We are given that arithmetic mean of \[p\] and \[q\] is \[\dfrac{{p + q}}{2}\], Substitute \[p = \dfrac{1}{a}\] and \[q = \dfrac{1}{b}\]
\[ \Rightarrow M = \dfrac{{\dfrac{1}{a} + \dfrac{1}{b}}}{2}\]
Taking LCM in the numerator we get
\[ \Rightarrow M = \dfrac{{\dfrac{{a + b}}{{ab}}}}{2}\]
\[ \Rightarrow M = \dfrac{{a + b}}{{2ab}}\]
Taking reciprocal on both sides we get
\[ \Rightarrow \dfrac{1}{M} = \dfrac{{2ab}}{{a + b}}\] … (2)
Now we know the ration of \[\dfrac{1}{M}:G\] is \[4:5\]
\[ \Rightarrow \dfrac{{\dfrac{1}{M}}}{G} = \dfrac{4}{5}\]
Substitute the values of \[M\]and \[G\] from equation (1) and (2)
\[ \Rightarrow \dfrac{{\dfrac{{2ab}}{{a + b}}}}{{\sqrt {ab} }} = \dfrac{4}{5}\]
We can simplify and write the above fraction in numerator as
\[ \Rightarrow \dfrac{{2ab}}{{\sqrt {ab} \times (a + b)}} = \dfrac{4}{5}\]
Now we know that \[ab = \sqrt {ab} \times \sqrt {ab} \].
\[ \Rightarrow \dfrac{{2(\sqrt {ab} \times \sqrt {ab} )}}{{\sqrt {ab} \times (a + b)}} = \dfrac{4}{5}\]
Cancel out the same factors from numerator and denominator
\[ \Rightarrow \dfrac{{2\sqrt {ab} }}{{(a + b)}} = \dfrac{4}{5}\]

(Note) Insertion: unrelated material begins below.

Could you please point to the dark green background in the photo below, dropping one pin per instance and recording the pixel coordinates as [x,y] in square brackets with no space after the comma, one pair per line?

Cancel 2 from numerator of both sides of the equation
\[ \Rightarrow \dfrac{{\sqrt {ab} }}{{(a + b)}} = \dfrac{2}{5}\]
Now cross multiply both sides of the equation
\[ \Rightarrow 5\sqrt {ab} = 2(a + b)\]
Squaring both sides of the equation we get
\[
   \Rightarrow {\left( {5\sqrt {ab} } \right)^2} = {\left( {2(a + b)} \right)^2} \\
   \Rightarrow 25{(\sqrt {ab} )^2} = 4{(a + b)^2} \\
 \]
Cancel the square root by square power in LHS and use the formula \[{(x + y)^2} = {x^2} + {y^2} + 2xy\] in RHS of the equation.
\[
   \Rightarrow 25ab = 4({a^2} + {b^2} + 2ab) \\
   \Rightarrow 25ab = 4{a^2} + 4{b^2} + 8ab \\
 \]
Shift all the values to one side of the equation
\[
   \Rightarrow 4{a^2} + 4{b^2} + 8ab - 25ab = 0 \\
   \Rightarrow 4{a^2} + 4{b^2} - 17ab = 0 \\
 \]
Now we factorize the equation.
We can write \[ - 17ab = - 16ab - ab\]
\[
   \Rightarrow 4{a^2} - 17ab + 4{b^2} = 0 \\
   \Rightarrow 4{a^2} - 16ab - ab + 4{b^2} = 0 \\
 \]
Now we take 4a common from the first two terms and –b from last two terms.
\[
   \Rightarrow 4a(a - 4b) - b(a - 4b) = 0 \\
   \Rightarrow (4a - b)(a - 4b) = 0 \\
 \]
Equate each factor to zero.
Firstly,
\[ \Rightarrow 4a - b = 0\]
Shift b to other side of the equation
\[ \Rightarrow 4a = b\]
Divide both sides by 4b
\[ \Rightarrow \dfrac{{4a}}{{4b}} = \dfrac{b}{{4b}}\]
Cancel out same terms from both numerator and denominator
\[ \Rightarrow \dfrac{a}{b} = \dfrac{1}{4}\]
So, \[a:b = 1:4\]
Since we got our desired answer we will don’t need to equate the second factor.

So, option A is correct.

Note: Students many times make mistake of writing the arithmetic mean of two numbers as \[\dfrac{{a + b}}{2}\] without looking at the numbers which are given to us as \[\dfrac{1}{a}\] and \[\dfrac{1}{b}\]. Also, many students try to find the factors of the equation using the method to find roots of a quadratic equation which is wrong.